Il 21enne avrebbe inneggiato, in più di una occasione, ad attentati compiuti nei confronti dei cristiani e, in generale, contro l’occidente, con costanti esaltazioni al martirio e un riferimento a quanto accaduto poco più di due settimane fa a Modena dove il 31enne Salim El Koudri ha volontariamente investito sette persone.
Dall’inchiesta del pm Alessandro Gobbis e del procuratore Marcello Viola il ragazzo, nato in Italia da genitori marocchini e residente in Brianza, il 9 giugno sarebbe volato in Marocco.
Davanti al gip Rossana Mongiardo, che deciderà entro domani sulla convalida del fermo, il giovane, assistito dall’avvocato Paola Morelli, si è difeso sostenendo che i contenuti condivisi fossero a solo scopo divulgativo e che non avesse alcuna intenzione di fare attentati.
Il commento della sottosegretaria Frassinetti
“L’arresto del giovane accusato di terrorismo internazionale in Brianza conferma quanto sia necessario mantenere alta l’attenzione contro ogni forma di radicalizzazione ed estremismo. Come istituzioni abbiamo il dovere di rafforzare non solo gli strumenti di prevenzione e controllo, ma anche il ruolo educativo della scuola nella diffusione della cultura della legalità, del rispetto delle regole e dei valori della nostra Repubblica, che domani compie 80 anni. La libertà, la convivenza civile e la sicurezza non sono conquiste scontate: vanno difese ogni giorno con responsabilità, fermezza e impegno educativo. Episodi come questo dimostrano quanto sia importante investire nella formazione delle nuove generazioni, nella cultura della legalità, nel rispetto delle istituzioni e nei valori che fondano la nostra convivenza civile. La radicalizzazione e l’estremismo trovano terreno fertile dove prevalgono isolamento e propaganda. La scuola svolge un ruolo fondamentale non solo nella trasmissione delle conoscenze, ma anche nella crescita di cittadini consapevoli, capaci di sviluppare senso critico e rispetto per la libertà, la dignità della persona e lo Stato di diritto.

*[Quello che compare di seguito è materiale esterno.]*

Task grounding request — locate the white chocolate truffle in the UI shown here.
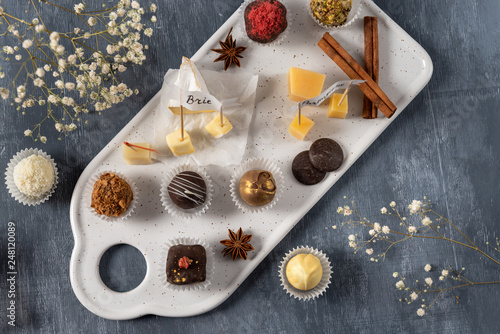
[286,254,323,290]
[14,154,55,198]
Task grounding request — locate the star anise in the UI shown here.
[212,27,247,71]
[220,227,253,261]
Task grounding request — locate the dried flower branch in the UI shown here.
[0,0,156,143]
[333,197,500,316]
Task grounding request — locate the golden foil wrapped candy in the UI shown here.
[239,170,276,206]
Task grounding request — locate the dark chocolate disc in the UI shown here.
[167,171,207,210]
[309,138,344,172]
[292,151,326,186]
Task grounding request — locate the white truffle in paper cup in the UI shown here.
[279,246,332,301]
[158,238,215,291]
[306,0,362,30]
[84,170,138,221]
[5,148,59,206]
[160,165,213,219]
[230,158,285,212]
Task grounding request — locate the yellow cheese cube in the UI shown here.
[167,129,194,157]
[328,93,349,118]
[205,113,233,138]
[122,143,153,165]
[287,67,326,102]
[288,114,314,140]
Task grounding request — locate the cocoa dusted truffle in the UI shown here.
[167,171,207,210]
[167,245,207,285]
[90,173,134,217]
[243,0,288,43]
[239,170,276,206]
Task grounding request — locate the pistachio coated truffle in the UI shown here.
[239,170,276,206]
[286,254,323,290]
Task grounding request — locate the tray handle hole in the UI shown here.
[99,244,147,292]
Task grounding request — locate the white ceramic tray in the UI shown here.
[70,0,432,319]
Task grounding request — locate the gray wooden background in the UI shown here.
[0,0,500,333]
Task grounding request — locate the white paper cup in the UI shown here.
[230,158,285,212]
[237,0,292,47]
[279,246,332,301]
[84,170,138,221]
[160,165,213,219]
[158,238,215,291]
[306,0,362,30]
[5,148,59,206]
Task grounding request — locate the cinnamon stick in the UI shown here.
[318,33,397,118]
[362,16,379,119]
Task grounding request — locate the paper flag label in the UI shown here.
[289,80,366,112]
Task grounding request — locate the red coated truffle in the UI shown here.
[243,0,288,43]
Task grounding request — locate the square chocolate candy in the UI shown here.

Di fronte a ogni forma di fanatismo e violenza non possono esserci ambiguità: occorre fermezza, prevenzione e un forte impegno educativo”.

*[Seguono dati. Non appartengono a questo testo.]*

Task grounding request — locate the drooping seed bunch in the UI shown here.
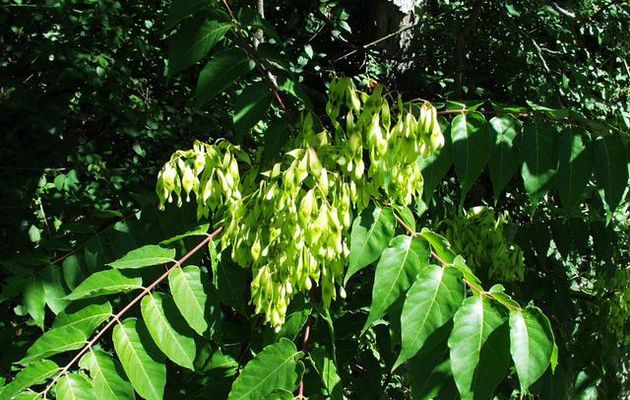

Il commento del consigliere regionale Dozio
«Leggere che un ragazzo cresciuto a Vimercate avrebbe maturato simpatie e progetti legati al terrorismo jihadista è uno schiaffo per l’intera comunità». Queste le parole del consigliere regionale Jacopo Dozio di Forza Italia dopo l’arresto di un 21enne arrestato in città per presunto terrorismo internazionale.

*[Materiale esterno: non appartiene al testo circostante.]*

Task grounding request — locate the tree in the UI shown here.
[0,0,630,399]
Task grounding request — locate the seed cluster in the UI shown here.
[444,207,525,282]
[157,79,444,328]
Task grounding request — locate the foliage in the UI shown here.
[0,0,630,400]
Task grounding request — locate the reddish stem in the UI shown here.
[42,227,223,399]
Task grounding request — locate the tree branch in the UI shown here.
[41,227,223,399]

«Per anni ci siamo raccontati che certe dinamiche riguardassero solo le periferie degradate delle grandi metropoli europee. Oggi scopriamo invece che la radicalizzazione può esistere anche nel cuore della Brianza, in una delle aree più produttive, sicure e sviluppate del Paese – ha proseguito l’azzurro -. Se le accuse saranno confermate, non ci troveremo di fronte a una semplice bravata online ma all’adesione consapevole a un’ideologia totalitaria fondata sull’odio, sulla violenza e sul disprezzo della vita umana».
Il commento del capogruppo della Lega Alessandro Corbetta

«La verità è che esiste un problema enorme di islamismo radicale che troppi continuano a negare, capace di fare proseliti tra giovani immigrati e di seconda generazione. Con chi sostiene l’Isis, odia l’Occidente, non rispetta le donne e sogna il martirio non può esserci integrazione. Serve tolleranza zero: piano di remigrazione e via la cittadinanza per chi sostiene il terrorismo e piena luce su eventuali reti e complicità che alimentano questi percorsi di radicalizzazione. Ringrazio le Forze dell’Ordine e la Procura per l’operazione. La minaccia jihadista è anche nel cuore della Brianza».